Overview
AHFS management is challenging and most of the used drugs has failed to decrease post-discharge mortality and readmission rates which represent the most important goal in AHFS.
Digoxin processes many characteristics of a beneficial drug for heart failure, however recent publications has rose concerns about its safety profile and therefore decreasing its use.
Whether digoxin is efficient and safe in short term treatment of acute heart failure is a question that should be studied.
Description
AHFS management is challenging given the heterogeniety of the patient population, absence of a universally accepted definition, incomplete understanding of its pathophysiology, and lack of evidence based guidelines.
The majority of patients appear to respond well to initial therapies consisting of loop diuretics and vasoactive agents. however, this treatments failed to decrease post-discharge mortality and readmission rates which represent the most important goal in AHFS.

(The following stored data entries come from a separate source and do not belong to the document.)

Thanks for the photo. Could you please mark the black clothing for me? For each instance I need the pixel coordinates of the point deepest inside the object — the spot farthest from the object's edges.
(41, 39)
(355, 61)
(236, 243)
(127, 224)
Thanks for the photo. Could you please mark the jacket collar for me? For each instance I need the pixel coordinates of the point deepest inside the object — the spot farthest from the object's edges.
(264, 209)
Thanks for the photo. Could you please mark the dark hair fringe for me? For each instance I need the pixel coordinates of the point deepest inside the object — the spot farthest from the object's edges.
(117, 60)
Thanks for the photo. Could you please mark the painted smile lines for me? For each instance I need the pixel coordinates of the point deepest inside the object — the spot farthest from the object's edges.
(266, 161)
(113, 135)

In the last few years, many drugs has been tested in AHFS setting trying to adress this issue, however results has been disappointing in term of efficacy and / or safety.
Although evidence supports the beneficial effects of digoxin on hemodynamic, neurohormonal, and electrophysiological parameters in patients with CHF, recent publications has rose concerns about its safety profile and therefore decreasing its use.
The effects of digoxin alone or in combination with other vasodilators are seen within few hours of its administration and result in increased cardiac output, decreased pulmonary wedge pressure, increased ejection fraction, and improved neurohormonal profile without changes in blood pressure.
All this findings made us rose the question of whether digoxin is effective or not in short term treatment of acute heart failure ? Additionnel treatments for AHF were given according left to ACCF/AHA for the managementof heart failure .
Blood testing for scanner digoxin magerments will be confirmed at H8, h24 and H72 after the post protocol treatment admession treatment administration.
Eligibility
Inclusion Criteria:
- Able to provide informed written consent.
- Male or female aged ≥18 years old.
- Admitted for acute heart failure defined by the presence of dypnea at rest or with minimal exertion , pulmonary congestion on chest radiograph ; and increased natriutic peptide concentrations ( BNP >=350 pg/ml) or NTproBNP >=1400 pg/ml ) .
- Able to be randomized within 12 hours from presentation to the hospital.
Exclusion Criteria:
- Pregnant or breast feeding women.
- Known severe or terminal renal failure.
- Previous hepatic impairment.
- Major surgery within 30 days.
- Hematocrit < 25%.
- Alteration of consciousness GCS < 15
- Critically ill patients needing immediate mechanical hemodynamic of ventilatory support.
- Confirmed or suspected diagnosis of ACS within 45 days before inclusion.
- Severe arrhythmias including significant sinoatrial or atrioventricular blocks or WPW syndrome.
- Implantable cardiac devices including pacemakers and defibrillators.
- Hypertrophic obstructive, restrictive, or constrictive cardiomyopathy.
- Noncardiac pulmonary edema, including suspected sepsis.
- Severe pulmonary disease
- Significant stenotic valvular disease .
- Hyperkalemia > 5.5 mmol /L .
- Administration of an investigational drug or implantation of an investigational device or participation in another trial within 30 days before screening.
- Previous treatment with digoxin within 15 days before inclusion or contra-indications to digoxin.
- Inability to follow instructions or comply with follow-up procedures.